Cette dispute porte sur la gouvernance du Congrès du travail du Canada et son incapacité à empêcher les attaques des syndicats américains contre les travailleuses et travailleurs. Le Congrès du travail du Canada (CTC) est doté de règles pour garantir non seulement les droits démocratiques des travailleuses et travailleurs, mais aussi pour assurer l’autonomie des membres canadiens des syndicats américains. Malheureusement, ces règles ne sont ni suivies ni respectées. Unifor est gravement préoccupé par les syndicats américains qui bafouent les droits des travailleuses et travailleurs et a pris la décision de se désaffilier.

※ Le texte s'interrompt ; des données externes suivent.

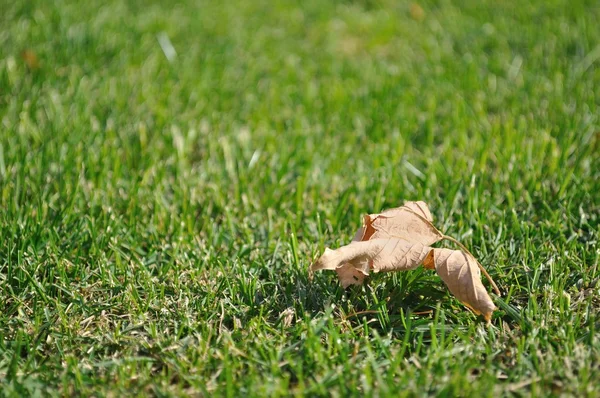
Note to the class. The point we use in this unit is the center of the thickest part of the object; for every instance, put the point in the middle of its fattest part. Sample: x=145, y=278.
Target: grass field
x=168, y=173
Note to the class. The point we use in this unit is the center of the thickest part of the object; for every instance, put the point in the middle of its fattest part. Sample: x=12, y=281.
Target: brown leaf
x=354, y=261
x=411, y=222
x=460, y=273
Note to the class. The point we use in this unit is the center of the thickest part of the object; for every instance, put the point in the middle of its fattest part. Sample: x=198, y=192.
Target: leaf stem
x=488, y=277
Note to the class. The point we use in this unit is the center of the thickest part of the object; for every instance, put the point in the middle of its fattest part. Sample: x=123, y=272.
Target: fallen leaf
x=411, y=222
x=357, y=259
x=460, y=273
x=399, y=239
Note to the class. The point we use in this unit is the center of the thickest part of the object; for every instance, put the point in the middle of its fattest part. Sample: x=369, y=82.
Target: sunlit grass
x=167, y=174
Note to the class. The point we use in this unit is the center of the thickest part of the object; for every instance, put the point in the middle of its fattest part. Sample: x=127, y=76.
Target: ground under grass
x=168, y=172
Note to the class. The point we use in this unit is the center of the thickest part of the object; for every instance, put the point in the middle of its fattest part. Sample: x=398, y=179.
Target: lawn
x=169, y=172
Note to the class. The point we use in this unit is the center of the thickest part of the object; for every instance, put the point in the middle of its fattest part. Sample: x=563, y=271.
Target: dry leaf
x=411, y=222
x=460, y=273
x=354, y=261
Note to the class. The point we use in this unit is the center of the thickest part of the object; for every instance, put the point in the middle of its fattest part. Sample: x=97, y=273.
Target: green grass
x=158, y=217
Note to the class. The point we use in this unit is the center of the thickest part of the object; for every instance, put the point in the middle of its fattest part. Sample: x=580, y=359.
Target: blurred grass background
x=168, y=171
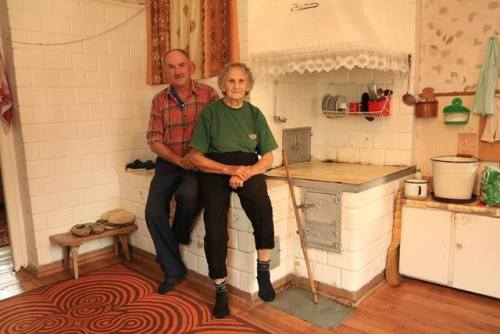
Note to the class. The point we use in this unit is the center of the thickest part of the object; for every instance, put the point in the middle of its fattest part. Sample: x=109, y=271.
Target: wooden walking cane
x=392, y=268
x=300, y=231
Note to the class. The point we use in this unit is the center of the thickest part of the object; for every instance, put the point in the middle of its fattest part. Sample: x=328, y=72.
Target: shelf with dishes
x=373, y=101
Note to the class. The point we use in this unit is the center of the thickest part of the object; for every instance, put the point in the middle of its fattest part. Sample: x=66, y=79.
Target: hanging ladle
x=409, y=99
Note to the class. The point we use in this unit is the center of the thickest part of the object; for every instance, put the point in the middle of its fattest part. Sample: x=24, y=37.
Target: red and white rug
x=113, y=300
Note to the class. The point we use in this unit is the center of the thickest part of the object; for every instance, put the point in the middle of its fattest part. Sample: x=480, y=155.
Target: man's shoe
x=169, y=284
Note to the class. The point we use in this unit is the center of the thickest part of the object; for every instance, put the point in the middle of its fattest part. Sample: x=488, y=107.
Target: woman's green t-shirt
x=223, y=129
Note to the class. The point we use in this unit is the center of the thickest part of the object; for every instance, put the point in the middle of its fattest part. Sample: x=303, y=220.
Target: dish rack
x=350, y=105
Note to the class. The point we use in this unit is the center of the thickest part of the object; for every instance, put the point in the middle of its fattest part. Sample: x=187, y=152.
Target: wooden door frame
x=14, y=197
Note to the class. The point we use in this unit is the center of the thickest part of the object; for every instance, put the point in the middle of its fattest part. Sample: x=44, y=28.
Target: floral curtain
x=206, y=29
x=220, y=35
x=185, y=19
x=158, y=28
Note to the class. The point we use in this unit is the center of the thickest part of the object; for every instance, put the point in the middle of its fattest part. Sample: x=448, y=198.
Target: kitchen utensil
x=300, y=230
x=381, y=106
x=392, y=268
x=331, y=103
x=456, y=113
x=416, y=188
x=324, y=102
x=365, y=98
x=428, y=94
x=372, y=91
x=341, y=103
x=380, y=93
x=453, y=177
x=424, y=109
x=409, y=99
x=354, y=106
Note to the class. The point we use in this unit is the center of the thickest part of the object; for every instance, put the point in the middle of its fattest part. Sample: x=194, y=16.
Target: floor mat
x=113, y=300
x=298, y=302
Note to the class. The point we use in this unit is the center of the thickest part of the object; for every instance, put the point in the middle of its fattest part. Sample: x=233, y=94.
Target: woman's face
x=236, y=85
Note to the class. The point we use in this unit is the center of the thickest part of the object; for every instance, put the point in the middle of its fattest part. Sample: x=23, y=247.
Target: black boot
x=266, y=290
x=221, y=307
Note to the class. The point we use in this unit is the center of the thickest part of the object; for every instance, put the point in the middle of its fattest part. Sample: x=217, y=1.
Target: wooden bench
x=70, y=243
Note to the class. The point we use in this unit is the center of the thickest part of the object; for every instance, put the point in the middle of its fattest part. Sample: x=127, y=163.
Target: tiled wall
x=452, y=41
x=270, y=25
x=82, y=107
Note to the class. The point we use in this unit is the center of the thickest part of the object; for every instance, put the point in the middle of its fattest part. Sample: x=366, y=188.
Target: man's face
x=178, y=69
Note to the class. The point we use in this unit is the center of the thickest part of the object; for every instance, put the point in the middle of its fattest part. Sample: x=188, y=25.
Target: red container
x=381, y=106
x=354, y=106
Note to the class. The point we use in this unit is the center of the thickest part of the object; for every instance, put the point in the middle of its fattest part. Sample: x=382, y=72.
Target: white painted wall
x=83, y=108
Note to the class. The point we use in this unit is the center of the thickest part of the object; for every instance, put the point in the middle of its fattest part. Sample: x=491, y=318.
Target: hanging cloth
x=5, y=96
x=484, y=100
x=491, y=131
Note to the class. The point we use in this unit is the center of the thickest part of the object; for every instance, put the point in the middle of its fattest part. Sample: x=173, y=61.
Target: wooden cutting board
x=346, y=173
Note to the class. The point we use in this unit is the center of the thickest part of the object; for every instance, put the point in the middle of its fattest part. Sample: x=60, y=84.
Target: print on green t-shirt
x=223, y=129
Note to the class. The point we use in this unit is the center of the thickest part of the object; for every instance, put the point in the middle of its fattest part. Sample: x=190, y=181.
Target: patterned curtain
x=158, y=27
x=185, y=25
x=206, y=29
x=220, y=35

Cette question a été soulevée en 2017 alors qu’Unifor faisait entendre sa voix au sujet de la mise en tutelle de la section locale 113 de l’ACET. L’opposition de notre syndicat est simple – nous nous opposons à tout syndicat qui menace, harcèle, intimide ou tente de faire taire les travailleuses et travailleurs qui cherchent simplement à faire valoir leur droit démocratique et leur autonomie. Lorsque les travailleuses et travailleurs se sont tournés vers le CTC en quête de soutien, ils se sont heurtés au silence, et ce malgré l’article 26 des statuts du CTC qui est censé protéger les droits des travailleuses et travailleurs au Canada qui sont membres de syndicats américains.

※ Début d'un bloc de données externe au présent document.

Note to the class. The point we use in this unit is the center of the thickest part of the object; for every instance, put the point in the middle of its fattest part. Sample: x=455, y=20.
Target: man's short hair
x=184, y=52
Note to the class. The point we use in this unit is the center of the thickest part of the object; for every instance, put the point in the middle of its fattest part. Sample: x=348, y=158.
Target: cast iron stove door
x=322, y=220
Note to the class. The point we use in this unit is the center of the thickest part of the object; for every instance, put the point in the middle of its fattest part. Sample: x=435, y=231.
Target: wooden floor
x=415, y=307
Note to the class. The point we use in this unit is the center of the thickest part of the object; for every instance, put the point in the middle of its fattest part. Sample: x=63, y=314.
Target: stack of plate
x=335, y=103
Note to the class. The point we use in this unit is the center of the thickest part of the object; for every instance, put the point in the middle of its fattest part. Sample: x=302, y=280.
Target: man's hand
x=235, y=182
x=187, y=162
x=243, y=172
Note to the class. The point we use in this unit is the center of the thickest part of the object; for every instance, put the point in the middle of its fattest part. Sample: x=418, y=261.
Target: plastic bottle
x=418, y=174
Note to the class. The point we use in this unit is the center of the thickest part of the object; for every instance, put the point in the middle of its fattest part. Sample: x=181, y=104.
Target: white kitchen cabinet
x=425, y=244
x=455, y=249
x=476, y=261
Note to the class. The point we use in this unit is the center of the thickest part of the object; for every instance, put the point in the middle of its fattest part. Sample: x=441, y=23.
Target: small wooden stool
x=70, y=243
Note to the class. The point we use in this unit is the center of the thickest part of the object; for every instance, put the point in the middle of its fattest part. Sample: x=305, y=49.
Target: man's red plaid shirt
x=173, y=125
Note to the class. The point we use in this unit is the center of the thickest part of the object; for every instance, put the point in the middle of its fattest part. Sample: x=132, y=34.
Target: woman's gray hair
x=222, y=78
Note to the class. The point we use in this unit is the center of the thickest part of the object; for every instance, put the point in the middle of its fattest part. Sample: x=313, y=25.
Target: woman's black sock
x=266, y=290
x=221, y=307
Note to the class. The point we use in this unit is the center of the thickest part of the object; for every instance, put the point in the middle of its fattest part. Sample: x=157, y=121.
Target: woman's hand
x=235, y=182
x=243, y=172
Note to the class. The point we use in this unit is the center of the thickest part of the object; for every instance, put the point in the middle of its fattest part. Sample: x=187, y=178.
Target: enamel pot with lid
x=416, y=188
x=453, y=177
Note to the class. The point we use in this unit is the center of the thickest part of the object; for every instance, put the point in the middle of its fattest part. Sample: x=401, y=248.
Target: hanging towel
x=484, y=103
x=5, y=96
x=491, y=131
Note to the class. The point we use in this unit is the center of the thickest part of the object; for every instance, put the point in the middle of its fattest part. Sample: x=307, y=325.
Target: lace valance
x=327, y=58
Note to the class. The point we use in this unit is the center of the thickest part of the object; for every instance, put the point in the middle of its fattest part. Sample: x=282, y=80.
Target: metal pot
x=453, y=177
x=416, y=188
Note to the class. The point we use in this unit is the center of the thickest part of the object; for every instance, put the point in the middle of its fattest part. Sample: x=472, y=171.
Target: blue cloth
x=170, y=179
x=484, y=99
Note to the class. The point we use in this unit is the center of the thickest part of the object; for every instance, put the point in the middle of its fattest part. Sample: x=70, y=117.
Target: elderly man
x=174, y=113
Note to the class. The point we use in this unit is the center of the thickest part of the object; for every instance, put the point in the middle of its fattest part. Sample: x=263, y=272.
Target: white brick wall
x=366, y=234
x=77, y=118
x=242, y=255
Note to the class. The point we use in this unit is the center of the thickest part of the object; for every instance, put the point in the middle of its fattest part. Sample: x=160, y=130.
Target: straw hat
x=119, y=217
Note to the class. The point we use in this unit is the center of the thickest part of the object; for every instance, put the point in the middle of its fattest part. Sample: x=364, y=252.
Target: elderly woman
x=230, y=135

En plus du manque d’action pour défendre les droits démocratiques des travailleuses et travailleurs au Canada, la mise en application de l’article 4 des statuts du CTC a été exécutée de manière inefficace. L’article 4 précise le processus démocratique à suivre lorsqu’un membre souhaite changer de syndicat, mais il n’est pas appliqué. Bien que les organismes affiliés aient approuvé cet article, en pratique ils n’accordent pas ces droits aux travailleuses et travailleurs qui veulent s’en prévaloir. Lorsque les membres demandent le recours à ce processus pour changer de syndicat, leurs droits ne sont pas protégés;  au contraire, les affiliés ont travaillé à empêcher toute enquête et par conséquent, pratiquement aucun membre ne s’est vu octroyer le recours au processus de mémoire récente. Dans deux cas récents (la section locale 113 de l’ACET et la section locale 75 de UNITE HERE) on a pu voir des sections locales mises sous tutelle par leur syndicat américain pour étouffer la dissidence. La mise en tutelle signifie que les syndicats américains ont pris le contrôle des bureaux, les représentants démocratiquement élus ont été retirés, les membres du personnel ont été congédiés et les propriétés ou les fonds des membres ont été saisis. Les statuts du CTC devraient protéger les travailleuses et travailleurs des syndicats américains, mais ceci n’a pas eu lieu et Unifor est en désaccord avec plusieurs affiliés du CTC . Nous ne pouvons rester plus longtemps en silence les bras croisés ou permettre que cela continue.

Compte tenu de cette situation et de notre désir de changements immédiats pour défendre les travailleuses et travailleurs au Canada des intimidateurs américains, notre syndicat a pris la décision de ne plus participer au CTC.

Cette décision en est une de principe. Il s’agit de tenir imputables celles et ceux qui ne mettent pas les principes en pratique. Le leadeurship d’Unifor croit fermement que, pour améliorer le sort des travailleuses et travailleurs, il est nécessaire de faire avancer les choses sur cette question maintenant dans l’espoir qu’il y aura un mouvement syndical plus fort au Canada.

À quoi aspire Unifor?

Le changement est nécessaire pour mettre fin aux tactiques d’intimidation des syndicats américains qui privent les travailleuses et travailleurs au Canada de leurs droits démocratiques fondamentaux. Cette décision est ancrée dans une perspective voulant que les syndicats et le CTC doivent agir comme défenseurs des droits des travailleuses et travailleurs, et demeurer une voix pertinente pour la justice en milieu de travail et la justice sociale – sans cela, nous ne respectons pas nos obligations envers nos membres.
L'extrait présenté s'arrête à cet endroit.